Not to worry, says Gov. Mike Easley: just use $700 million in
bond proceeds -- originally meant for new highway construction when
voters approved a 1996 bond issue -- to widen and resurface 32,000
miles of state roads, replace or repair 7,000 bridges, pay for
safety projects and help finance transit projects in Charlotte and
Raleigh.
The governor described his plan as bold; his opponents, noting
that next year is an election year, described it as political.
Transportation experts such as David Hartgen of UNC Charlotte note
that the plan is timely because it would significantly improve road
conditions. Dr. Hartgen has criticized the state for building new
roads rather than maintaining and improving existing roads. As one
result, the state has a high fatality rate on narrow rural roads.

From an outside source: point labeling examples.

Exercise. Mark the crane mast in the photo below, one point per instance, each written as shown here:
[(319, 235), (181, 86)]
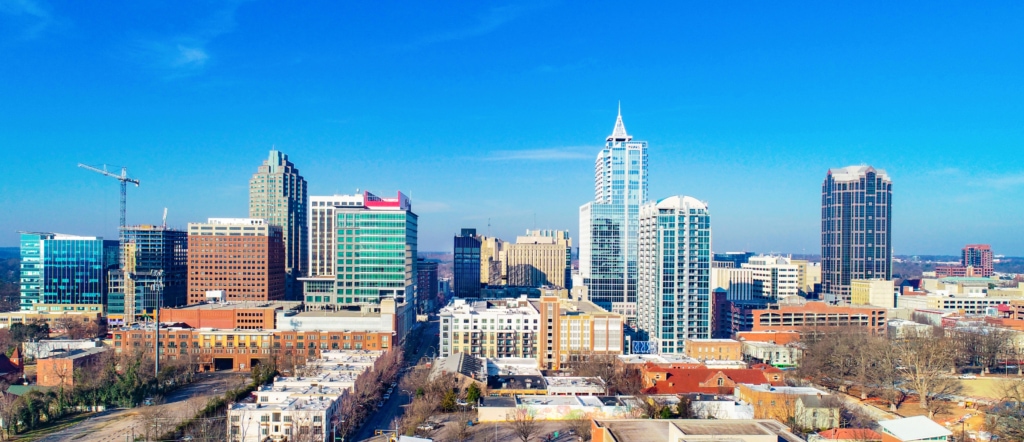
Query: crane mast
[(123, 178)]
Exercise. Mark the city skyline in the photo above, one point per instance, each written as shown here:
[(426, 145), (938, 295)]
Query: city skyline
[(747, 134)]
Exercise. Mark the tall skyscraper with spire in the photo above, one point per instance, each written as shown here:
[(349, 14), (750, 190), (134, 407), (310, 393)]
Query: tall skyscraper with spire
[(856, 229), (609, 225), (278, 194)]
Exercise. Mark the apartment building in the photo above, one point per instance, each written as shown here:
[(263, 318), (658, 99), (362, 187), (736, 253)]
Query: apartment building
[(239, 350), (505, 327), (574, 329), (775, 277), (554, 329)]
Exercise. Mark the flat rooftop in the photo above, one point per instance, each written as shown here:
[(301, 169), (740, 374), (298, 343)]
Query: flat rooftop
[(78, 353), (233, 305), (297, 404), (568, 382), (732, 430)]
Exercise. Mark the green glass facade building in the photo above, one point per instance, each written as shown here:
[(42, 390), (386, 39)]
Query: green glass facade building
[(65, 270), (375, 246)]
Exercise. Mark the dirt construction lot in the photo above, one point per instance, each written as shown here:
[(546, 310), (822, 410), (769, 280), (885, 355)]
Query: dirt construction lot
[(118, 425)]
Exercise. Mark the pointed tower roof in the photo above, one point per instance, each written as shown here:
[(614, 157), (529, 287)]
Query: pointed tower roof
[(619, 133)]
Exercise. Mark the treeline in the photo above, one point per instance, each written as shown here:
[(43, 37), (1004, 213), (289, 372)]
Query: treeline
[(921, 363), (122, 381)]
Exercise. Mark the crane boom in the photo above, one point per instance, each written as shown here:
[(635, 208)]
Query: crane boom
[(123, 178)]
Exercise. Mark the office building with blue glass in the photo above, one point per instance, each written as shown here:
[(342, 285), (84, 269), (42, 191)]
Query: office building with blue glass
[(608, 226), (61, 272), (674, 294)]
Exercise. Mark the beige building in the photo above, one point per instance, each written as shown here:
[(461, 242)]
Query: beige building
[(737, 282), (808, 275), (879, 293), (553, 329), (714, 349), (540, 258), (571, 329), (775, 277)]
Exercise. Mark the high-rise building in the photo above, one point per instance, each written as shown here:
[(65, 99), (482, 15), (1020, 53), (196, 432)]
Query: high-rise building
[(775, 277), (492, 267), (856, 229), (61, 272), (466, 267), (737, 282), (278, 194), (541, 258), (241, 258), (374, 248), (979, 257), (426, 283), (154, 269), (674, 298), (608, 225), (323, 245)]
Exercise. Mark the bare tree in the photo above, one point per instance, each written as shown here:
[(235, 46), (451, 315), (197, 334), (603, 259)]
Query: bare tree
[(926, 360), (1006, 420), (580, 423), (523, 422), (459, 432), (8, 412)]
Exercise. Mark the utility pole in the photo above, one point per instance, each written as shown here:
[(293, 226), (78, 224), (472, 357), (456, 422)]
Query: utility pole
[(159, 290)]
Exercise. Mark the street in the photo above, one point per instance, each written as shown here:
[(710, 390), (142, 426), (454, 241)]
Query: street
[(381, 418)]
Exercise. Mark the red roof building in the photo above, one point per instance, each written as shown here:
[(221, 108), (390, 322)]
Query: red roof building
[(659, 380), (851, 435)]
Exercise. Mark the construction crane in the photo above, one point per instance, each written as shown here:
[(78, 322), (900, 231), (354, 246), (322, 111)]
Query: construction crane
[(124, 184)]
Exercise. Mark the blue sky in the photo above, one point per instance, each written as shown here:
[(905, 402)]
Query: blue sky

Gov. Easley makes good arguments in favor of flexibility in the
use of these funds. At a time when the state has few revenue
options, North Carolina should take advantage of available money to
do the most good as quickly as possible. But using bond proceeds
presents the Easley administration with the task of persuading the
public and the General Assembly that changing economic and
transportation circumstances justify using the funds this way rather
than as intended.
The governor's critics won't be happy with the plan. Two former
state officials are suing the Easley administration for using part
of the Highway Trust Fund last year to help balance the state
budget. That money was available partly because lawsuits have
delayed new road projects.
Gov. Easley proposes to borrow and spend the $700 million on
transportation projects over two years and to pay it back over 20.
That would jump-start transportation maintenance now, bring in more
federal funding for transit, boost the economy and still provide the
money for new highways in the long haul.
"The upside is that this is as much an economic stimulus
program as it is a transportation package," the governor said.
The public may be skeptical whether the proposal will produce the
30,000 new jobs the governor is forecasting. But there is little
doubt that the proposal would make highways more efficient and
safer, strengthen the economy, provide many new jobs and hasten rail
transit systems for the largest cities.
But the Easley administration and the General Assembly must build
in safeguards that assure the public the money will be used
responsibly and not for a series of pork-barrel projects. The
legislature must assure that the plan will not delay construction of
new roads already in the pipeline. And the plan must carry
assurances that urban areas such as Charlotte receive sufficient
funding for both public transit and road projects.
Among many other tasks this year, Gov. Easley must make a
compelling case for using road construction bonds to improve
existing transportation facilities. Anyone who drives the state's
highways or who uses public transportation facilities may be
receptive to that argument -- as long as there are credible
assurances the money will be used wisely, well and effectively.